Palestinian officials say nearly 20,000 people in Gaza are seeking to leave for medical care that they say is not available in the war-shattered territory. The few who have succeeded in crossing described delays and allegations of mistreatment by Israeli forces and other groups involved in the crossing, including and an Israeli-backed Palestinian armed group, Abu Shabab.
A group of Palestinian patients and wounded gathered Sunday morning in the courtyard of a Red Crescent hospital in Gaza’s southern city of Khan Younis, before making their way to the Rafah crossing with Egypt for treatment abroad, family members told The Associated Press.
Amjad Abu Jedian, who was injured in the war, was scheduled to leave Gaza for medical treatment on the first day of the crossing’s reopening, but only five patients were allowed to travel that day, his mother, Raja Abu Jedian, said. Abu Jedian was shot by an Israeli sniper while he was building traditional bathrooms in the central Bureij refugee camp in July 2024, she said.
On Saturday, his family received a call from the World Health Organization notifying them that he is included in the group that will travel on Sunday, she said.

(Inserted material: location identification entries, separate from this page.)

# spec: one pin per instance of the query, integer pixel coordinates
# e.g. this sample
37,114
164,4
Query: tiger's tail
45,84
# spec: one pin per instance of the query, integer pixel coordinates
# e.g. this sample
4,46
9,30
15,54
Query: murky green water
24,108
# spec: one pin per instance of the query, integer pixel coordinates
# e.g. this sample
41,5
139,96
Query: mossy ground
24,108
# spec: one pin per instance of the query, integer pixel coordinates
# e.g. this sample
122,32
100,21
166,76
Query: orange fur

“We want them to take care of the patients (during their evacuation),” she said. “We want the Israeli military not to burden them.”
The Israeli defense branch that oversees the operation of the crossing did not immediately confirm the opening.
A group of Palestinians also arrived Sunday morning at the Egyptian side of the Rafah crossing border to return to the Gaza Strip, Egypt’s state-run Al-Qahera News satellite television reported.
Palestinians who returned to Gaza in the first few days of the crossing’s operation described hours of delays and invasive searches by Israeli authorities and an Israeli-backed Palestinian armed group, Abu Shabab. A European Union mission and Palestinian officials run the border crossing, and Israel has its screening facility some distance away.
The crossing was reopened on Feb. 2 as part of a fragile ceasefire deal that stopped the war between Israel and Hamas. Amid confusion around the reopening, the Rafah crossing was closed Friday and Saturday.
The Rafah crossing, an essential lifeline for Palestinians in Gaza, was the only crossing not controlled by Israel prior to the war. Israel seized the Palestinian side of Rafah in May 2024, though traffic through the crossing was heavily restricted even before that.
Restrictions negotiated by Israeli, Egyptian, Palestinian and international officials meant that only 50 people would be allowed to return to Gaza each day and 50 medical patients — along with two companions for each — would be allowed to leave, but far fewer people than expected have crossed in both directions.